Dr. Matthew White, lecturer in game development, and student Stephen Chalker, a senior majoring in software engineering, are currently in San Francisco, California, attending the Game Developers Conference (GDC), the world’s largest and longest-running professionals-only game industry event. They’ll be reporting back to the Penn State Behrend community through this blog.
By Stephen Chalker, senior software engineering major
I am not a morning person. There I said it. Unfortunately for me, our flight to San Francisco was at 5 a.m. and I had to be up at 4 a.m. To be honest, I didn’t sleep at all that night partly because of excitement for the week ahead and partly because of nerves knowing this week has a huge impact on my career and life.
After the early wake up call it was a quick drive to the airport and then the 6-hour plane ride to San Fran. We landed at about 11:00 a.m. in the morning, and I was immediately happy. Not because of what I saw, but because of what is didn’t see. There wasn’t a single snowflake in sight. It was 65 degrees and the sun was out, pretty much the complete opposite of the climate in Erie.
Since we had such a an early flight we had the whole day to tour the city. We quickly went towards the water and walked along the coast until we hit the well known Fisherman’s Wharf. The pier is full of very touristy shops and restaurants including Bubba Gump’s Shrimp Company and a shop that sells items for left handed people called Lefty’s.
After walking around the pier for a little longer we made our way into the midst of the city. After walking for a bit and up some steep hill that would put Jordan Road to shame we came to the famous Russion Hill, a.k.a one of the most winding streets on the planet.

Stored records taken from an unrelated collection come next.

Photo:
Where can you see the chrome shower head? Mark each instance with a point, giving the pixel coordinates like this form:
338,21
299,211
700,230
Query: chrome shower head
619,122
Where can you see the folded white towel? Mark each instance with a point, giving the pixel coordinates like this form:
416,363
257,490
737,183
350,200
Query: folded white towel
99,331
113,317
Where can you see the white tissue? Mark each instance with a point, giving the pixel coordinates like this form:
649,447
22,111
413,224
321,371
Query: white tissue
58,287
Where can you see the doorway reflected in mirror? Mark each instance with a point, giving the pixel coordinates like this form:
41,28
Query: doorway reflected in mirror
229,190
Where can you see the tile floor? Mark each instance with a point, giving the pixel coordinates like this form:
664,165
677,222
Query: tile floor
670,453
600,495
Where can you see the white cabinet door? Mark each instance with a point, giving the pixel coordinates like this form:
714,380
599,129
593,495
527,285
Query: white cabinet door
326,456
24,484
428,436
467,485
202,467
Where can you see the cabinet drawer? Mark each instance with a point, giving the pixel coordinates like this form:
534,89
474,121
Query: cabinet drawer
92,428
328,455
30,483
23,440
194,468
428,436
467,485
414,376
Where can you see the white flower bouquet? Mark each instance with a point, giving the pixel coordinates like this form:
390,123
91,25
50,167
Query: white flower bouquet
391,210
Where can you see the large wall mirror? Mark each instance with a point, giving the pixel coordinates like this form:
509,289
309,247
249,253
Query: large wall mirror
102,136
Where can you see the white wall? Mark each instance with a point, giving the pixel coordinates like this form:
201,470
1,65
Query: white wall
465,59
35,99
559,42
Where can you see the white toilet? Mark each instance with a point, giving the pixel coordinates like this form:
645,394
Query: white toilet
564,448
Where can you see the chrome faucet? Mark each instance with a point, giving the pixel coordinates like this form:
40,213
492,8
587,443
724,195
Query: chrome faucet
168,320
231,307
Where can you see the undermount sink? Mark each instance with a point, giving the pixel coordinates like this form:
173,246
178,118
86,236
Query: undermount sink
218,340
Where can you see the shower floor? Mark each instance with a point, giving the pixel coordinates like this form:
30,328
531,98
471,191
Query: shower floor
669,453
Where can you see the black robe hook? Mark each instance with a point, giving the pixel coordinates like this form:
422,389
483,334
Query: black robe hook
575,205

Why anyone would make a road like Lombard Street is completely inconceivable to me as it makes six hairpin turns that you have to take at five miles per hour or you risk not making it. We took a street car from the top of the hill, then walked to the convention center to pre-register and get our passes. This marked the end of tourist time and the start of Game Developers Conference.
There was a pre-GDC get together at a restaurant where we were able to mingle with a few of the organizers of GDC. Business cards were passed out, networking happened, and fun was had by all. The beginning was over and soon GDC would be upon us with all of it’s glory.
About the conference
The Game Developers Conference (GDC) is the world’s largest and longest-running professionals-only game industry event. The GDC attracts over 22,500 attendees, and is the primary forum where programmers, artists, producers, game designers, audio professionals, business decision-makers and others involved in the development of interactive games gather to exchange ideas and shape the future of the industry. The GDC is produced by the UBM Tech Game Network.